The CANTARE workflow offers a number of strengths. First, the CANTARE models are parsimonious and interpretable. They identify a handful of predictors that collectively support conversation, further investigation in the literature, and follow-up experiments. Second, this handful of predictors is multi-omic by design. The Vnet consists of edges that encapsulate relationships across omes, with a similar number of edges for each pair of omes. The CANTARE models are seeded with subsets of this Vnet. Third, the relationships between the predictors and the outcome are quantitative and directional. We can identify which predictors have the largest effect sizes, and whether they are advantageous or disadvantageous to the outcomes. Fourth, the workflow is customizable and allows the analyst to leverage a variety of regression models such as linear regression, logistic regression, and mixed effects models. Fifth, because they are regression models, the CANTARE models can be scored by well-established techniques such as AUC or mean-squared error. These scoring techniques support the evaluation of workflow configuration. Sixth, the workflow is supported by visual representations of key steps. Both the pairwise regression plots and the cumulative fit plots of the CANTARE models illustrate person-level patterns. Seventh, given a particular set of tuning decisions, the results are deterministic.

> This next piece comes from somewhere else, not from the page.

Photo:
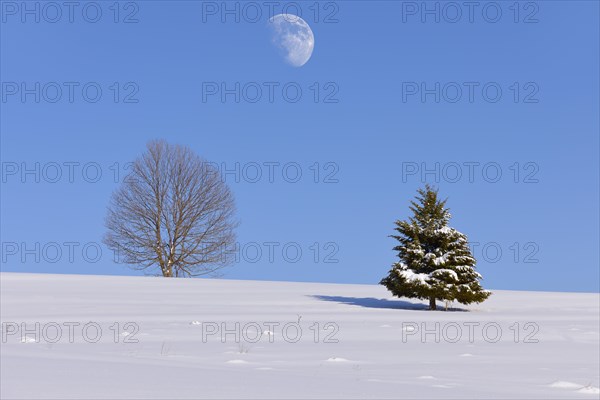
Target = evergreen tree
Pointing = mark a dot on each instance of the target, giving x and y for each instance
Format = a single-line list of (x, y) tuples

The analysis presented herein suggests several areas of future work. First, different types of regressions can be used in both the VOLARE and CANTARE components of the method. For example, quadratic or cubic terms could be added to the pairwise regressions to identify non-linear relationships. Significant terms could then be incorporated into predictive models. Second, an effort to better understand why certain methods select predictors from certain omes is warranted. This future work could consider the impact of group balance within data sets, and might include an analysis of the interactions and functional forms of relationships between predictors selected by random forests. Such work could influence both upstream data transformations specific to particular omes, and strategies for making algorithms more ome aware. Third, interactive visualization of multi-omic models could aid in their interpretation. For example, combining cumulative fit plots (Figs. 2, 3) with model-specific data distributions similar to Fig. 8 with synchronized brushing would allow an analyst to select outliers for one predictor and identify both the cumulative fit paths of the associated samples and the location of the selected samples within the distributions of other predictors. This would likely facilitate the identification of subgroups within the context of the predictive model.